# First version of recommendation model

### Links

Tutorial: [link](https://www.stepbystepdatascience.com/hybrid-recommender-lightfm-python)

Dataset: [instacart-market-basket-analysis](https://www.kaggle.com/datasets/psparks/instacart-market-basket-analysis)

### Prerequisites

Download dataset and place files in folder: ../data/instacart-market-basket-analysis

In [None]:
!pip install --upgrade pip setuptools wheel
!pip install numpy pandas scikit-learn scipy unidecode optuna plotly nbformat pickle
!pip install --no-use-pep517 lightfm # https://github.com/lyst/lightfm/issues/687#issuecomment-1523956355

: 

In [None]:
import scipy
from os import path
import numpy as np
import pandas as pd
from lightfm import LightFM
from lightfm.data import Dataset
from lightfm.evaluation import precision_at_k, recall_at_k
from lightfm.cross_validation import random_train_test_split
from sklearn.metrics.pairwise import cosine_similarity
from sklearn.feature_extraction.text import CountVectorizer
from unidecode import unidecode # to deal with accents
import pickle

import sklearn

sklearn.show_versions()


System:
    python: 3.11.6 (main, Nov  2 2023, 04:39:40) [Clang 14.0.0 (clang-1400.0.29.202)]
executable: /Users/alv.popov/prj/grifon/recommendation/learning/venv/bin/python3.11
   machine: macOS-14.1.2-arm64-arm-64bit

Python dependencies:
      sklearn: 1.4.1.post1
          pip: 24.0
   setuptools: 69.2.0
        numpy: 1.26.4
        scipy: 1.12.0
       Cython: None
       pandas: 2.2.1
   matplotlib: 3.8.3
       joblib: 1.3.2
threadpoolctl: 3.4.0

Built with OpenMP: True

threadpoolctl info:
       user_api: blas
   internal_api: openblas
    num_threads: 10
         prefix: libopenblas
       filepath: /Users/alv.popov/prj/grifon/recommendation/learning/venv/lib/python3.11/site-packages/numpy/.dylibs/libopenblas64_.0.dylib
        version: 0.3.23.dev
threading_layer: pthreads
   architecture: armv8

       user_api: blas
   internal_api: openblas
    num_threads: 10
         prefix: libopenblas
       filepath: /Users/alv.popov/prj/grifon/recommendation/learning/venv/lib/pytho

In [None]:
data_path = '../data'
dataset_path = path.join(data_path, 'instacart-market-basket-analysis')

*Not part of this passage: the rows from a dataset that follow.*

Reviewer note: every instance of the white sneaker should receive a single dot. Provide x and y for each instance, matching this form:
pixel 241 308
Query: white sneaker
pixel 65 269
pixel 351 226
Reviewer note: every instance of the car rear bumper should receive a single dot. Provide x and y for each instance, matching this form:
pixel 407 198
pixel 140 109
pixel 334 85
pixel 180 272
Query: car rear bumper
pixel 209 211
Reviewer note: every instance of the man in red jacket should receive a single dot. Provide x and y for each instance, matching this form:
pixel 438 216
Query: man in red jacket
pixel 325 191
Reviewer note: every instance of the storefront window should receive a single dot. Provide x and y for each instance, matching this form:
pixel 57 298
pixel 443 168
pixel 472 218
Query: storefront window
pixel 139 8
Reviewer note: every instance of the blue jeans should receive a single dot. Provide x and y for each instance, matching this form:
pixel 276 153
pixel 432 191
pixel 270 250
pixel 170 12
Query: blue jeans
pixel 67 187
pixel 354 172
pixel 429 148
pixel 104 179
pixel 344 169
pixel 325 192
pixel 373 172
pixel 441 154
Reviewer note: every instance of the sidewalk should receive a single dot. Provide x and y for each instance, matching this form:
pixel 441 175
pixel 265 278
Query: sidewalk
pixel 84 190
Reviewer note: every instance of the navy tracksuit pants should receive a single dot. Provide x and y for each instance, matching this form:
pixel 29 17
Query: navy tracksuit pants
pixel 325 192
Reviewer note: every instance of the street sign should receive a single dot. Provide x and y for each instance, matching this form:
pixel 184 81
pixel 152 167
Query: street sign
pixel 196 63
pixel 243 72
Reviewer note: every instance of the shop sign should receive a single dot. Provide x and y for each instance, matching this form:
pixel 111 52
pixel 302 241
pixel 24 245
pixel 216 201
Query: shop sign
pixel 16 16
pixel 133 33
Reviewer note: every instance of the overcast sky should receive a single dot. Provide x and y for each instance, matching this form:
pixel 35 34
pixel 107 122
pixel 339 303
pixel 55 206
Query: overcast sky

orders = pd.read_csv(path.join(dataset_path, 'orders.csv'))
products = pd.read_csv(path.join(dataset_path, 'products.csv'))
aisles = pd.read_csv(path.join(dataset_path, 'aisles.csv'))
departments = pd.read_csv(path.join(dataset_path, 'departments.csv'))
order_products = pd.concat([pd.read_csv(path.join(dataset_path, 'order_products__prior.csv')),
                            pd.read_csv(path.join(dataset_path, 'order_products__train.csv'))])

# Check the chronology of the data
orders[(orders["user_id"]==1)].sort_values(["order_number"])

Unnamed: 0,order_id,user_id,eval_set,order_number,order_dow,order_hour_of_day,days_since_prior_order
0,2539329,1,prior,1,2,8,
1,2398795,1,prior,2,3,7,15.0
2,473747,1,prior,3,3,12,21.0
3,2254736,1,prior,4,4,7,29.0
4,431534,1,prior,5,4,15,28.0
5,3367565,1,prior,6,2,7,19.0
6,550135,1,prior,7,1,9,20.0
7,3108588,1,prior,8,1,14,14.0
8,2295261,1,prior,9,1,16,0.0
9,2550362,1,prior,10,4,8,30.0


In [None]:
# Remove accents from product and aisle names
products['product_name'] = pd.Series([unidecode(i) for i in products['product_name']])
aisles['aisle'] = pd.Series([unidecode(i) for i in aisles['aisle']])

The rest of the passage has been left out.